After the kiss, after the mark’s awakening, she had run from Aric’s chambers like her skin was on fire. But even now, hours later, his words echoed in her bones.
“You were never meant to break. You were meant to remake the world.”
She stood in the girls’ bath chamber, steam curling around her like a veil. Her mark glowed faintly in the candlelight — five sigils now, each one pulsing differently. Each boy had left a part of themselves in her. Magic. Memory. Feeling.
And Aric…
He’d left gravity. A pull she couldn’t fight.
“Stop thinking about him,” she muttered.
“You’ve bonded with worse,” said a voice behind her.
She spun, dripping wet, clutching a towel to her chest.
Rhys.
He was standing by the marble arch, dressed in all black, moonlight on his pale throat. His fangs were showing — not fully extended, just teasing.
“Did you come here to gloat?” she asked.
“No,” he said, stepping closer. “I came to remind you what it feels like to want someone who’s still alive.”
The air snapped between them like lightning.
“You think he’s not alive?” she asked. “That Aric’s… what? A ghost in professor’s robes?”
“No,” Rhys said, “he’s a man who died loving you more than he should’ve. And now he’s trying to finish what he started.”
“Which was?”
“Owning you.”
Rhys didn’t stay. He never did.
After he vanished into mist, Seren returned to her dorm, only to find Kael waiting on her bed.
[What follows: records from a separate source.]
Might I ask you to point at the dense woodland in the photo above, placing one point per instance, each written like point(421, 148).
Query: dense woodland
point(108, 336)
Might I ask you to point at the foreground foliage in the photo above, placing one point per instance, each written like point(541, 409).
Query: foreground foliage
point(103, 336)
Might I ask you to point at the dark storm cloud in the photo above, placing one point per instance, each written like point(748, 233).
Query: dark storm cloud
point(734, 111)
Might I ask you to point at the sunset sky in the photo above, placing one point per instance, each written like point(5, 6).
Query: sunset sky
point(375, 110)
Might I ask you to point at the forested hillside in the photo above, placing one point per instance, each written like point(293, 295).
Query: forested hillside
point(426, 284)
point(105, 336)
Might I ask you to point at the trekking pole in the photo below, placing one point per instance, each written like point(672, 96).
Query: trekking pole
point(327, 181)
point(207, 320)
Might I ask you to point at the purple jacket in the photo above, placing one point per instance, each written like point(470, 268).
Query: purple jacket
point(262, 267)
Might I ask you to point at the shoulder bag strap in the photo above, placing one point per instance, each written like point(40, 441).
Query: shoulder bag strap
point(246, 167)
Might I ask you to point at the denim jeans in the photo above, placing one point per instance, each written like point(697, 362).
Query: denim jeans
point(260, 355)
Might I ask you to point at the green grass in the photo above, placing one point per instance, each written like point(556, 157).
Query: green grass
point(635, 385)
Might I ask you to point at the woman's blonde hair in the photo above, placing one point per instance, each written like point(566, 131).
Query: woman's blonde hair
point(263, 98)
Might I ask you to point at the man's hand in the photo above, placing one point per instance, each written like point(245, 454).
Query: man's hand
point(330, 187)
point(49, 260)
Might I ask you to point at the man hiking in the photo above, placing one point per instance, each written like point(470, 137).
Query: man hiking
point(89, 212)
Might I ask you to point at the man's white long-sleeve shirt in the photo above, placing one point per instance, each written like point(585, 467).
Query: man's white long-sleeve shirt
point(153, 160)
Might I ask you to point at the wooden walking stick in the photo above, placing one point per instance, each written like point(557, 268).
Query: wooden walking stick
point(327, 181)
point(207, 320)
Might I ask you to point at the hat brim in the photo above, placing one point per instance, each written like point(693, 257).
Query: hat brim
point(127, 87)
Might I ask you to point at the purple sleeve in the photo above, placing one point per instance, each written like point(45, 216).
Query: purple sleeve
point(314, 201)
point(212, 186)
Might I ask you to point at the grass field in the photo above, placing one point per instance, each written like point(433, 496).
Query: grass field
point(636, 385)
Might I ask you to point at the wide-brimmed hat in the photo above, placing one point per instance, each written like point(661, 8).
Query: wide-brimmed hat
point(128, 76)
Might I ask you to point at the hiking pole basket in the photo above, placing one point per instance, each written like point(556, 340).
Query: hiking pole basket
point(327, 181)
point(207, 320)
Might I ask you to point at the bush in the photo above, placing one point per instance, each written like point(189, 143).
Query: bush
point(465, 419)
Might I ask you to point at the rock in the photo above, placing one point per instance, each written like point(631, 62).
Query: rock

“You went to him,” Kael said, voice like cut stone.
“You don’t own me,” she shot back, exhausted.
“I know,” he said. “That’s the problem.”
He stood and held something out to her — a charm, broken in half. Her half.
“You gave this to me in your first life. Before we were bonded. Before we even kissed. You said you wanted to remember what it felt like to choose someone without fate telling you to.”
She took it slowly, heart trembling.
“I still want that,” she whispered.
Kael nodded once, pain in his eyes. Then he left — no demands, no anger. Just silence.
And grief.
Later that night, Seren couldn’t sleep. Her thoughts were a maze — every path led back to Aric.
She turned to the blood journal she had stolen from the Vault earlier and flipped through it again.
A page she hadn’t seen before had appeared — not written in ink, but etched in blood.
It was a letter.
To the next life,
If you’re reading this, the curse is close to breaking. If I remember you before you remember me, I’ll try not to act like it hurts. But if you kiss me before I’m ready… the whole world might burn again.
— A.V.
Her breath caught.
He’d written this before he died. Not as a professor. As a boy in love.
At sunrise, the Academy bells tolled three times — a sound used only for emergencies or royal announcements.
Outside, whispers turned to shouts.
A parchment had appeared on every door, sealed with the Headmistress’s blood-red wax.
By Order of the High Magi Council,
The Moonborne Girl is to appear at the Gathering Circle at sundown.
All five bonded are required to attend.
Judgment will be passed. Fate shall decide.
Kael. Rhys. Talon. Elias. Aric.
All of them would be there.
All of them would have to speak one truth… or watch their bond be severed.